We argue for a hierarchy of increasingly more general relational concept classes, conveniently placing standard, single-table (“propositional”) learning algorithms as learning concepts in the most specialized class.  Some other, more general, cases of relational concepts have been examined already, for example attribute hierarchies (Almuallim et al., 1995).  The most general (and complex) class would capture global concepts that include the entire relational structure and all object attributes.
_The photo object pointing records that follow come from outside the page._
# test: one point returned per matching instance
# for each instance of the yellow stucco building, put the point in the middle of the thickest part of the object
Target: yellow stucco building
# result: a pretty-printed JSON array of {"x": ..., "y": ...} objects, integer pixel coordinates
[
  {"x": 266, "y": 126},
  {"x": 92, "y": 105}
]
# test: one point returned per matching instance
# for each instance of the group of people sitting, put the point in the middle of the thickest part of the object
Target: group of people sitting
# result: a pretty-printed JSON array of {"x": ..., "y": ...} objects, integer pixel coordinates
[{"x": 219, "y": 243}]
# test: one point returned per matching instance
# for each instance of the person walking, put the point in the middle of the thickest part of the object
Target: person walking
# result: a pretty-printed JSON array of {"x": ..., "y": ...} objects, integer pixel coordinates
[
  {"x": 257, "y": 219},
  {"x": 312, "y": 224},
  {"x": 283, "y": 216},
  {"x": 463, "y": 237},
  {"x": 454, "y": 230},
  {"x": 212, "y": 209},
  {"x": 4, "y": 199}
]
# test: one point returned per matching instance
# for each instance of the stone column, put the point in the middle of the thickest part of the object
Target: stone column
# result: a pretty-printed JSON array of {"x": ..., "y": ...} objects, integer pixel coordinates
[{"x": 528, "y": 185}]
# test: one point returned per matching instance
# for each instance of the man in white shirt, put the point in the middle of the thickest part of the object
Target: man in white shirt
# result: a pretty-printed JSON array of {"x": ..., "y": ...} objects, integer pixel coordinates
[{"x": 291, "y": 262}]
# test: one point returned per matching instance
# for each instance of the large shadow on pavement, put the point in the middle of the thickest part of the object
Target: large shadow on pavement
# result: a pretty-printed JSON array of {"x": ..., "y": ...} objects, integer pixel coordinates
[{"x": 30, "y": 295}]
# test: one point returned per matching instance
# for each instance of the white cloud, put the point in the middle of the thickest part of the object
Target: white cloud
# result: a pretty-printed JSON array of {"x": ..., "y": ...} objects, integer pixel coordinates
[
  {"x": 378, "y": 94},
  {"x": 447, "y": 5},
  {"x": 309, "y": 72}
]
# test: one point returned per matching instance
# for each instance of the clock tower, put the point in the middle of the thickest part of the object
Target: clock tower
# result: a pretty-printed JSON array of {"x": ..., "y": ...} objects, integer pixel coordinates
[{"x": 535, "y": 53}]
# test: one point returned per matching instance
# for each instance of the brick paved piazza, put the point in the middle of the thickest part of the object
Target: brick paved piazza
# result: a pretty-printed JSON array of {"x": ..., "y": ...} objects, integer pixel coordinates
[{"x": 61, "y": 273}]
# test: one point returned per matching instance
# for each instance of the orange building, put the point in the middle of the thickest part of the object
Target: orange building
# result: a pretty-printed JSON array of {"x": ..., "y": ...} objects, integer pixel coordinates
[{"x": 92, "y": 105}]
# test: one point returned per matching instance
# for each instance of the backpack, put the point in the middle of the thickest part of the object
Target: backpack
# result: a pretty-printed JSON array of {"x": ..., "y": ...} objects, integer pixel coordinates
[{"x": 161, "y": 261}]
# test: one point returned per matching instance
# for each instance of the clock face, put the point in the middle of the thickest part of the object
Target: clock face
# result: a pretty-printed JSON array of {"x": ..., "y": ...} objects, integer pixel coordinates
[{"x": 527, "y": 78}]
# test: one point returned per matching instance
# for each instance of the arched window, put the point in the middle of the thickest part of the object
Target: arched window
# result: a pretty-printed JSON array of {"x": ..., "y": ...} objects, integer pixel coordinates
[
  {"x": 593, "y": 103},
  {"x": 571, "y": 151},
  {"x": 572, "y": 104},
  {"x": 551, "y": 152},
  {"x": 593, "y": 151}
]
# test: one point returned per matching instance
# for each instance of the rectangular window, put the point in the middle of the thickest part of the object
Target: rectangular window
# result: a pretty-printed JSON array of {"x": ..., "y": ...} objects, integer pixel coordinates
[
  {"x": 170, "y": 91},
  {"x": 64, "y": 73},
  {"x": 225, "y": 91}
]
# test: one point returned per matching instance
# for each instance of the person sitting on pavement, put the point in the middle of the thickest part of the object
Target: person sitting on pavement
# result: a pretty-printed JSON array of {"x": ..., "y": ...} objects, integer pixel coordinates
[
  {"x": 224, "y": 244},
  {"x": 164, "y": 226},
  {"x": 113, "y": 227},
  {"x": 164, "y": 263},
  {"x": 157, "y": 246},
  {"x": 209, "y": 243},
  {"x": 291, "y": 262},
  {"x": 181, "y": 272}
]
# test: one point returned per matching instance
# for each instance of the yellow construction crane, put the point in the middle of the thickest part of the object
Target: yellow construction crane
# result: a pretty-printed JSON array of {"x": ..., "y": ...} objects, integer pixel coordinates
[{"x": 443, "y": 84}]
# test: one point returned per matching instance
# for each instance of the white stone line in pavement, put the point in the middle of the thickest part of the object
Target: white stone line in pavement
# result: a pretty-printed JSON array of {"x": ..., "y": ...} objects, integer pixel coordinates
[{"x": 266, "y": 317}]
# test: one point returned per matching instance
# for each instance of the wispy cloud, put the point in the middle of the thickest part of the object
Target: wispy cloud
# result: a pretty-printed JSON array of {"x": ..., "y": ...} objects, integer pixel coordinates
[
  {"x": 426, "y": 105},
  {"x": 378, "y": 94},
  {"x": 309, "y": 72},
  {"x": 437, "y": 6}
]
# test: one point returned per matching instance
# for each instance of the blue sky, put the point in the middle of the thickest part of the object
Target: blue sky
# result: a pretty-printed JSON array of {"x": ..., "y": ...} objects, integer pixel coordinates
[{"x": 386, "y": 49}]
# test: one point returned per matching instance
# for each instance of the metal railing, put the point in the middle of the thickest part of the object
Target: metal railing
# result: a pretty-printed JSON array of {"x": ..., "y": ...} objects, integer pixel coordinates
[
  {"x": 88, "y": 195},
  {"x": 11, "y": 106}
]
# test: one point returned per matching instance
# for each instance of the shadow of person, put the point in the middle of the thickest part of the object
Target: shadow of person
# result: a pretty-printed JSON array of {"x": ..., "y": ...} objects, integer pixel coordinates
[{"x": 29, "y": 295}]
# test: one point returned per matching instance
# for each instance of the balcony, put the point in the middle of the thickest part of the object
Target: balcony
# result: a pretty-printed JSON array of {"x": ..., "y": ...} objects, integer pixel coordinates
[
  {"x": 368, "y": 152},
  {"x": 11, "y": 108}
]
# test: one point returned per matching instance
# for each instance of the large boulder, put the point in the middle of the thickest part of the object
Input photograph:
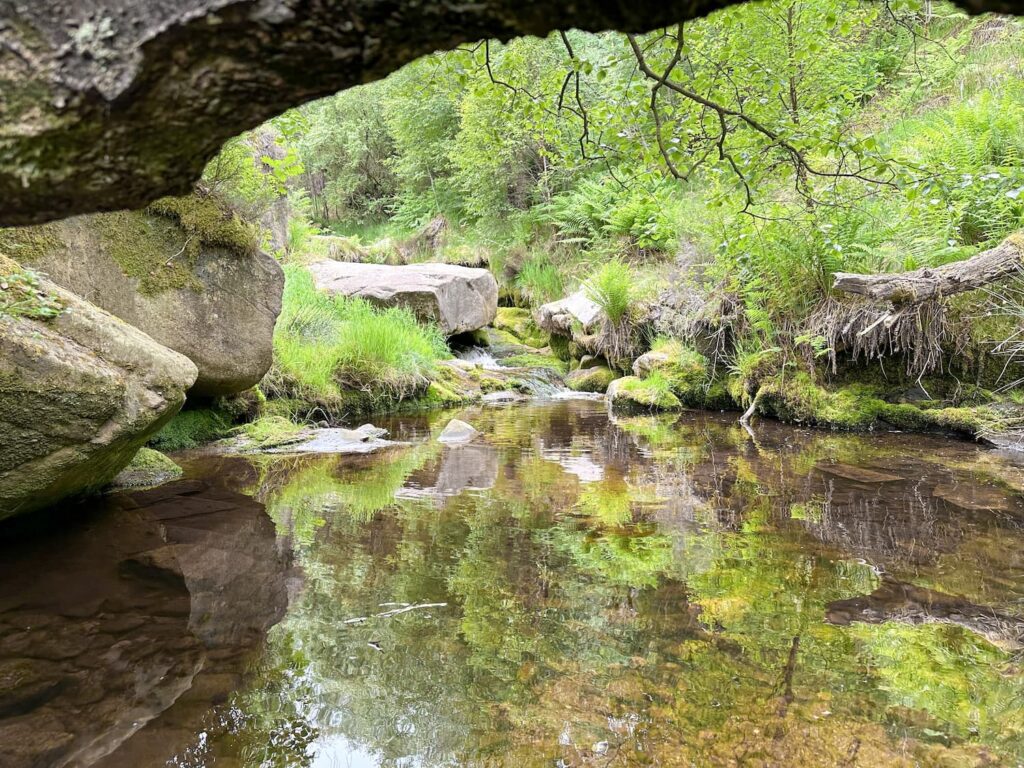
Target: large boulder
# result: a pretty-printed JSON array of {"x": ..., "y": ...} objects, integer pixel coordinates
[
  {"x": 566, "y": 315},
  {"x": 212, "y": 300},
  {"x": 79, "y": 395},
  {"x": 457, "y": 298},
  {"x": 111, "y": 103}
]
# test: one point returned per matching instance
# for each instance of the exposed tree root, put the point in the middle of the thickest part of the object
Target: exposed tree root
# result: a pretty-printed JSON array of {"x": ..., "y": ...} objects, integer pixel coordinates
[{"x": 921, "y": 285}]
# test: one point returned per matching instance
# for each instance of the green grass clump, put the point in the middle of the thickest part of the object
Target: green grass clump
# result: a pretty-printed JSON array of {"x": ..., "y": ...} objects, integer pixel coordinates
[
  {"x": 652, "y": 393},
  {"x": 326, "y": 346},
  {"x": 269, "y": 431},
  {"x": 189, "y": 429},
  {"x": 147, "y": 468},
  {"x": 611, "y": 288},
  {"x": 540, "y": 281}
]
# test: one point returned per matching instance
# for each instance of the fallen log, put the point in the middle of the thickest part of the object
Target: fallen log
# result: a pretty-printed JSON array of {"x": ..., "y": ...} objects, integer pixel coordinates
[{"x": 928, "y": 283}]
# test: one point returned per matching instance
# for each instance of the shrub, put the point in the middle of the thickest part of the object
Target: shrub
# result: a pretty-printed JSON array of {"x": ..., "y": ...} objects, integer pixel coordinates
[{"x": 611, "y": 288}]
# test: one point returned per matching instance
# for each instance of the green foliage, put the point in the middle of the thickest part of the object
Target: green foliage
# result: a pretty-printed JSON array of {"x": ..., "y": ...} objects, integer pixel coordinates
[
  {"x": 23, "y": 296},
  {"x": 540, "y": 281},
  {"x": 326, "y": 345},
  {"x": 189, "y": 429},
  {"x": 612, "y": 288}
]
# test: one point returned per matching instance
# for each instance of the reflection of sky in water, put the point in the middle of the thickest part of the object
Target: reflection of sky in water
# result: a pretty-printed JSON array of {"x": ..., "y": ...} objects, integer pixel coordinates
[{"x": 582, "y": 466}]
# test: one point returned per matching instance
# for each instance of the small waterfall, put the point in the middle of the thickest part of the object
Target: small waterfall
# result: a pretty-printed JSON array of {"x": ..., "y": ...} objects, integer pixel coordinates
[
  {"x": 539, "y": 382},
  {"x": 480, "y": 356}
]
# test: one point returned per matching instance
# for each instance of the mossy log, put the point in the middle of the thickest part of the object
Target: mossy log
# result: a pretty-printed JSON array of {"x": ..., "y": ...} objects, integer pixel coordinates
[{"x": 932, "y": 283}]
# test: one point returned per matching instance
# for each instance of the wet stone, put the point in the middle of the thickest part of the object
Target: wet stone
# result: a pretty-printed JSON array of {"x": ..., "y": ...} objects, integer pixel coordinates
[
  {"x": 974, "y": 497},
  {"x": 857, "y": 474}
]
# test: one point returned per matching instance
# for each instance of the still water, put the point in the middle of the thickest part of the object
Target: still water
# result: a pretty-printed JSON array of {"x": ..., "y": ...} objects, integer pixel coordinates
[{"x": 570, "y": 590}]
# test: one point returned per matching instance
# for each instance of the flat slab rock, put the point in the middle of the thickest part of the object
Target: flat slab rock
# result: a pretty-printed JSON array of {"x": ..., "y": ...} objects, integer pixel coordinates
[
  {"x": 973, "y": 498},
  {"x": 366, "y": 439},
  {"x": 459, "y": 299}
]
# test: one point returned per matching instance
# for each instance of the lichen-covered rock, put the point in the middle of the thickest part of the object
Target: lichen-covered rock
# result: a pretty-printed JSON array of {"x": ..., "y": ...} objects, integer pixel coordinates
[
  {"x": 632, "y": 393},
  {"x": 594, "y": 379},
  {"x": 79, "y": 395},
  {"x": 189, "y": 276},
  {"x": 459, "y": 299}
]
We expect learners developed for more specialized concept classes to apply broadly within the class, but of course to be suboptimal (biased) when a more general class is required.  Nevertheless, it may be that the biased learning method actually performs better than an unbiased counterpart, for some problems.  This is in direct analogy to what has been observed time and time again in machine learning.  For example, linear models (including naïve Bayes) learn a more restricted concept class than does tree induction.  However, they are extremely useful. In some situations, linear models are preferable to tree induction even for problems where the true, underlying model is represented better by a tree (Domingos & Pazzani, 1996; Perlich, Simonoff, & Provost, 2003).  Relational learning systems (e.g., ILP systems) often perform suboptimally on purely propositional tasks, even when in principle they are capable of representing the true concept.

Furthermore, given the extreme complexity of higher level relational concept classes, it is likely that modeling approaches designed for lower levels will have broader expressive power within the lower-level class.  For example, ILP systems can represent very complex relational concepts.  However, they cannot take full advantage of statistical properties like relational auto correlation (Jensen and Neville 2000), which can be extremely useful for modeling in relational domains.

A well-designed concept-class hierarchy will also facilitate a “bi-directional search” approach to relational learning research.  Although we are not aware of it being framed as such, this type of approach already is being taken.  Some researchers are asking how ILP systems can be extended to deal more robustly with more specialized concept classes, and recently there has been a surge of interest in generalizing propositional algorithms (e.g., Bayesian networks, decision trees, logistic regression, and naïve Bayes).  A concept-class hierarchy will clarify and to some degree quantify the nature of extensions of propositional learning methods.  For example, these extensions of propositional methods typically cannot learn concepts as general as can ILP systems.  However, they may be more robust at learning concepts at the lower level.  Research results along these lines are much more satisfying than saying “my relational Foo algorithm is better than FOIL on the domains I’ve tested.”